Samsungs IBM-angetriebener Bildprozessor, der 2 000 Bilder pro Sekunde verarbeiten kann - Rechnen - 2019

Anonim

Der TrueNorth-Neuralcomputerchip von IBM ist eine aufregende Technologie, da er die Art und Weise verändert, wie Prozessoren aufgebaut werden, wodurch sie möglicherweise wesentlich effizienter werden. Um diese Technologie so schnell wie möglich nutzen zu können, hat Samsung damit begonnen, dieses Design in seinen neuesten Bildprozessor zu implementieren, der 2.000 Bilder pro Sekunde und Zeitlupenvideo aufnehmen kann.

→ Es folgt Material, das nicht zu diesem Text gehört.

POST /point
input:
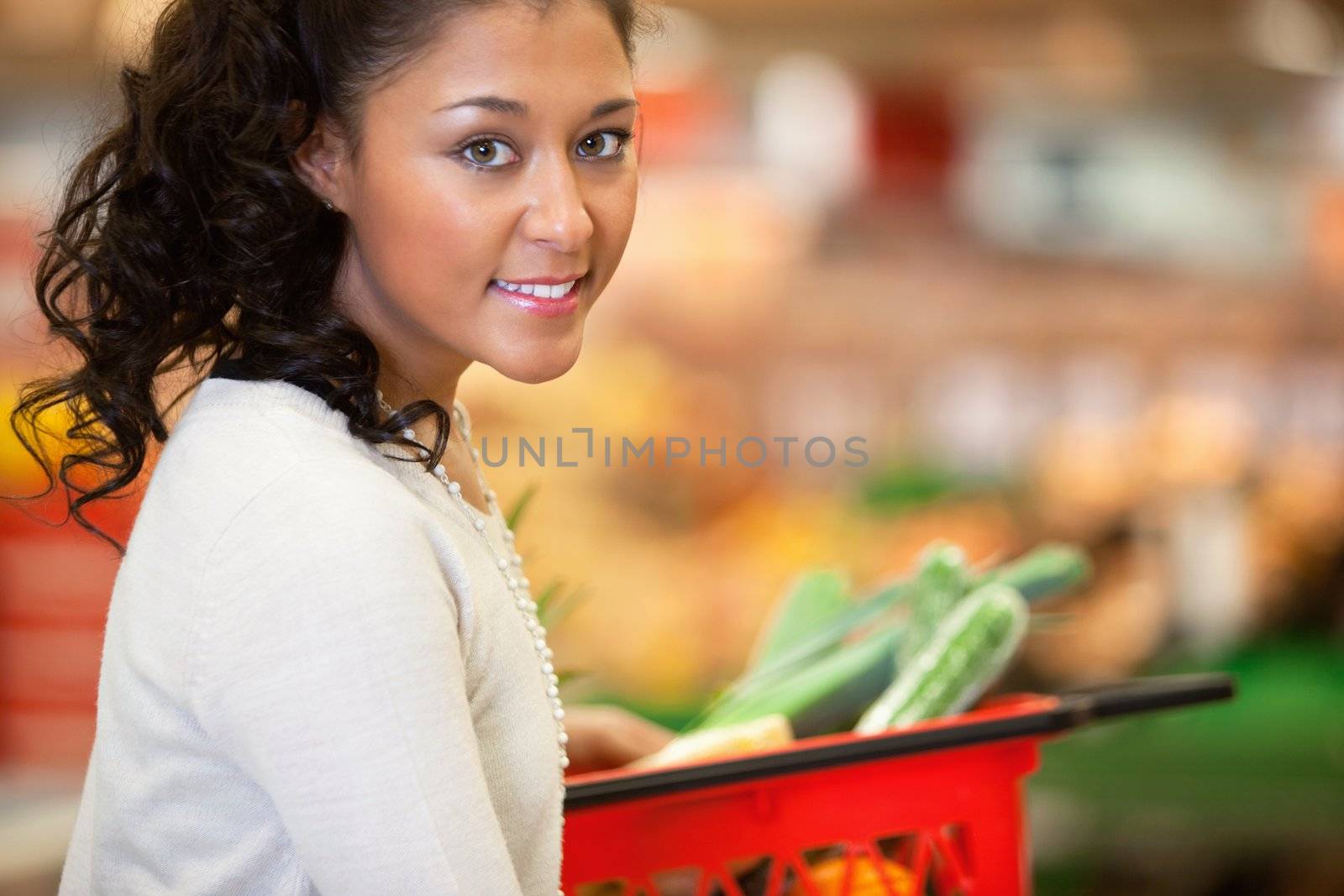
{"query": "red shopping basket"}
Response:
(933, 808)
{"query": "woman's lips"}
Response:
(542, 307)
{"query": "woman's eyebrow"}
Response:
(517, 107)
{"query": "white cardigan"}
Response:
(313, 679)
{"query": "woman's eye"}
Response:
(483, 152)
(600, 145)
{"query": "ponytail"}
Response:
(185, 235)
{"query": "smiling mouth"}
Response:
(541, 300)
(541, 291)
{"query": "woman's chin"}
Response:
(539, 365)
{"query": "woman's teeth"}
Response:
(539, 291)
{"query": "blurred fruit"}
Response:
(828, 875)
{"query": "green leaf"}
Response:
(811, 600)
(519, 506)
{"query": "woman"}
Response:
(323, 668)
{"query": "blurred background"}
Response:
(1070, 270)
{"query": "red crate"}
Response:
(942, 799)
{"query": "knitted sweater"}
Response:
(313, 678)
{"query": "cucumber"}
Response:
(968, 652)
(826, 696)
(941, 580)
(1048, 570)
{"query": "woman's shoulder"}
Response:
(259, 443)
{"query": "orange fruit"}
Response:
(866, 880)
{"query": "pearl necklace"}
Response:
(517, 584)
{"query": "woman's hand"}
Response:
(605, 738)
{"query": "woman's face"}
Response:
(496, 157)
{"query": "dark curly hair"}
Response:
(185, 235)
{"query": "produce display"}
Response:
(918, 647)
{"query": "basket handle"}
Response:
(1146, 694)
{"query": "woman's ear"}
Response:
(319, 161)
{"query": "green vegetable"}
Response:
(968, 652)
(823, 698)
(940, 584)
(1048, 570)
(812, 600)
(793, 651)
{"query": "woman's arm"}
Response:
(328, 667)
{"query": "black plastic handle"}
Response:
(1146, 694)
(1074, 708)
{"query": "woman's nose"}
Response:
(558, 215)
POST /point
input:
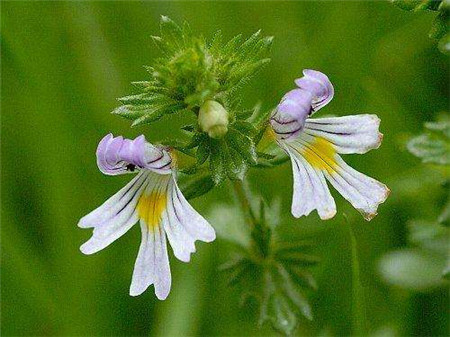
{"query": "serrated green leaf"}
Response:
(232, 45)
(144, 98)
(245, 128)
(234, 163)
(297, 257)
(301, 276)
(216, 164)
(243, 145)
(203, 152)
(189, 128)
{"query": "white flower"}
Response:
(153, 198)
(314, 146)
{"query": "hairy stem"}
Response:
(359, 324)
(241, 194)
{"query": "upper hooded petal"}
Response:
(116, 216)
(348, 134)
(116, 155)
(318, 85)
(289, 117)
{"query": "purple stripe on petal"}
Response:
(116, 155)
(318, 85)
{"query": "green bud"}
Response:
(213, 119)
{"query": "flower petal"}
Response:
(363, 192)
(310, 189)
(184, 225)
(115, 217)
(116, 155)
(289, 117)
(318, 85)
(152, 263)
(114, 204)
(144, 267)
(348, 134)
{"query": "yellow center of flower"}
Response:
(150, 208)
(321, 154)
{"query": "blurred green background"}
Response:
(63, 66)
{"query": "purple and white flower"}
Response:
(153, 198)
(314, 146)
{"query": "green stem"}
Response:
(359, 323)
(244, 201)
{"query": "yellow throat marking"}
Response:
(321, 154)
(150, 208)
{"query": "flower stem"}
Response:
(359, 323)
(241, 194)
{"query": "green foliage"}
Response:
(425, 264)
(191, 71)
(440, 30)
(434, 145)
(273, 273)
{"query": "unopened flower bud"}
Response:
(213, 119)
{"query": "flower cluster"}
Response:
(314, 146)
(153, 198)
(225, 147)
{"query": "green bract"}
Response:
(434, 145)
(440, 30)
(193, 73)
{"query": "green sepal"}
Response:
(243, 145)
(197, 186)
(216, 164)
(203, 151)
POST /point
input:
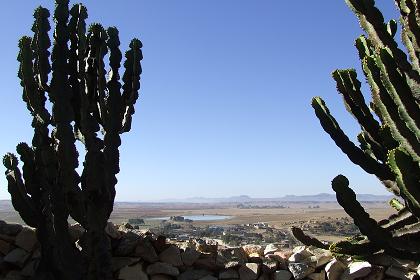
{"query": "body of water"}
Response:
(198, 217)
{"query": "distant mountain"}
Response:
(322, 197)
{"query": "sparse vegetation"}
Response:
(389, 146)
(85, 100)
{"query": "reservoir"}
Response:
(197, 217)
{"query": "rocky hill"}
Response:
(144, 256)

Im Gegensatz zu herkömmlichen Prozessoren verwendet TrueNorth von IBM 4 096 Microcomputing-Kerne, um einen einzelnen Prozessor zu bilden. Die Idee ist, dass es ein wenig mehr funktioniert, als wie das menschliche Gehirn mit Informationen umgeht, in der Hoffnung, dass es effizienter wird. In vielerlei Hinsicht ist es, wie dieser unglaublich Low-Power-Chip ist bereits mehr als fähig für den Job, den Samsung es will.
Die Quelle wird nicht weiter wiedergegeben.